Alejandro González Iñárritu hekelt Netflix en Hollywood

Iñárritu (links) tijdens zijn masterclass. Foto: Sarajevo Film Festival

Als iemand als de vijfvoudige Oscarwinnaar Alejandro González Iñárritu zich opwindt over de huidige stand van zaken in de cinema, kunnen we dat maar beter serieus nemen. De regisseur van briljante, inventieve films hekelde op het Sarajevo Film Festival de oppervlakkigheid van films. “Alles moet duidelijk zijn, wereldwijd begrijpelijk, als een Coca-Cola commercial.”

Dat filmmakers zonder werk of publiek over de filmindustrie klagen, is begrijpelijk, want zij missen erkenning. Maar dat ook Alejandro Gonzázel Iñarritu de alarmbel luidt, is verontrustend, want hij hoeft zich over zijn werk en carrière geen zorgen te maken. Zijn films (Babel, Birdman, The Revenant) krijgen steevast uitstekende kritieken en trekken veel publiek. Ook zijn VR-installatie Carne y arena, die de bezoeker iets deed voelen van wat vluchtelingen doormaken, werd vorig jaar de hemel in geprezen. Maar op het Sarajevo Film Festival bewees Iñárritu verder te kunnen kijken dan zijn eigen belang en carrière. In een masterclass, waarvan het filmvakblad Variety verslag deed, bekritiseerde hij de invloed van televisie en streaming platforms als Netflix op de cinema.

Iñárritu ziet een “dictatuur van het algoritme” in de selectie van content voor streaming platforms. Alles wordt volgens hem toegesneden op het tv-format, dat geen ruimte biedt aan complexe inhoud. “Tegenwoordig overheersen de grote ’tent poles’ van de streamingervaring. Er is een ongeduld om geëntertaind te worden, om snel met een plot gevoed te worden. Alles moet duidelijk zijn, begrijpelijk, wereldwijd, als een Coca-Cola commercial. Cinema moet iedereen amuseren, omdat het een wereldproduct is, en met dat ‘fucking thing’ kun je niet dealen.”
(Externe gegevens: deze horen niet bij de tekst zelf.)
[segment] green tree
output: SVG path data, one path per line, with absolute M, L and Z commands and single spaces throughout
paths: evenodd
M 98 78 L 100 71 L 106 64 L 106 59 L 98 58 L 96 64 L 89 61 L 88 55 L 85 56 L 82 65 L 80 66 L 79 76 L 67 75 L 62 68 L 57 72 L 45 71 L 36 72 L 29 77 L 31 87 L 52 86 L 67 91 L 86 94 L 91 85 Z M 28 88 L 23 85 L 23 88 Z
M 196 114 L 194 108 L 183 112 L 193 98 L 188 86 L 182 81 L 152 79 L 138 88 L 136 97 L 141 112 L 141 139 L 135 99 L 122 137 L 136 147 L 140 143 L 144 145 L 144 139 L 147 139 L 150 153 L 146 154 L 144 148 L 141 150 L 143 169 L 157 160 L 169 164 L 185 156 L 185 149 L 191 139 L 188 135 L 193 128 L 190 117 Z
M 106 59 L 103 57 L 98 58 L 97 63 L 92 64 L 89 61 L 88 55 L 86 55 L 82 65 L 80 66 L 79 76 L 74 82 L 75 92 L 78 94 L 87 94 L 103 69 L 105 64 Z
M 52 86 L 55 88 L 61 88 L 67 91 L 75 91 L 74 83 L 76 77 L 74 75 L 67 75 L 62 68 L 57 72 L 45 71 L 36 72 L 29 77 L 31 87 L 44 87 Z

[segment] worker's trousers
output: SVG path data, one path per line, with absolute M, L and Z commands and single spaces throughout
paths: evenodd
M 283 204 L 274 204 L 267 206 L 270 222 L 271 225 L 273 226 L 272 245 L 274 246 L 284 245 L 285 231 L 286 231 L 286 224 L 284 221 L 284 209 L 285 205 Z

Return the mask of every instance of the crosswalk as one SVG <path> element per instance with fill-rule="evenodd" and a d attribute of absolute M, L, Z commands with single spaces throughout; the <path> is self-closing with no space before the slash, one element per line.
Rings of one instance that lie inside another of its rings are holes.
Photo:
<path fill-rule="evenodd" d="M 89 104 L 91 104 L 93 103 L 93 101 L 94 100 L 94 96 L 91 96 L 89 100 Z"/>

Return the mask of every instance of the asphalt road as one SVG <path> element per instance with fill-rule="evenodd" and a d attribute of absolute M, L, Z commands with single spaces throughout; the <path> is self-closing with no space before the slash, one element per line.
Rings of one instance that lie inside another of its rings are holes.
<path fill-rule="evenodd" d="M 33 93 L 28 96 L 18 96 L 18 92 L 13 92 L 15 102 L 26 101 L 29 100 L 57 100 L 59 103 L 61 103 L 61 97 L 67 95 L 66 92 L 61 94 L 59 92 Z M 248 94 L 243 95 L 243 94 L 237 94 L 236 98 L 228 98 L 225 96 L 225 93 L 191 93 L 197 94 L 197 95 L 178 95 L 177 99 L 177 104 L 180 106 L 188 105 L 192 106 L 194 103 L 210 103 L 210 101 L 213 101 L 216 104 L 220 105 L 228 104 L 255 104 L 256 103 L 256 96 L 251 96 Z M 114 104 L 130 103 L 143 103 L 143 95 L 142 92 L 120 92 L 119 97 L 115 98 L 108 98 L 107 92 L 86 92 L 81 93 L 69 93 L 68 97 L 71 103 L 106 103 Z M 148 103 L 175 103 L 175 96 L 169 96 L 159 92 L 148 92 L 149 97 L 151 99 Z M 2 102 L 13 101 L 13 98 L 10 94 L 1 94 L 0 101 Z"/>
Het denken in streamingformats en plots staat haaks op interessante cinema zoals we die in het verleden kenden, stelt Iñárritu, want die “onderzocht verschillende manieren van verhalen vertellen en probeerde de filmtaal verder te duwen.” Cinema “heeft veel meer contemplatie en wat meer geduld nodig” dan tv toelaat. Films zijn “mysterieuzer, ondoordringbaarder, poëtischer en gevoelvoller”.

Naast de desastreuze invloed van streamingdiensten ziet Iñárritu ook Hollywood afglijden naar op algoritmes gebaseerde films: “De huurlingen van het geld willen – hoe noemen ze dat ook al weer in de studio’s in de Verenigde Staten? – content om de pijplijnen te vullen. Zo noemen ze dat bij de studio’s echt.”

Iñárritu waarschuwt voor het effect van deze ontwikkelingen op toekomstige generaties. “De mogelijkheden om te experimenteren en te exploreren verdwijnen, omdat tv een gegarandeerde wereldwijdheid eist die iedereen begrijpt.” Het uiteindelijke resultaat? “Cinema – die inspiratie die een juweel is – zal waarschijnlijk verdwijnen.”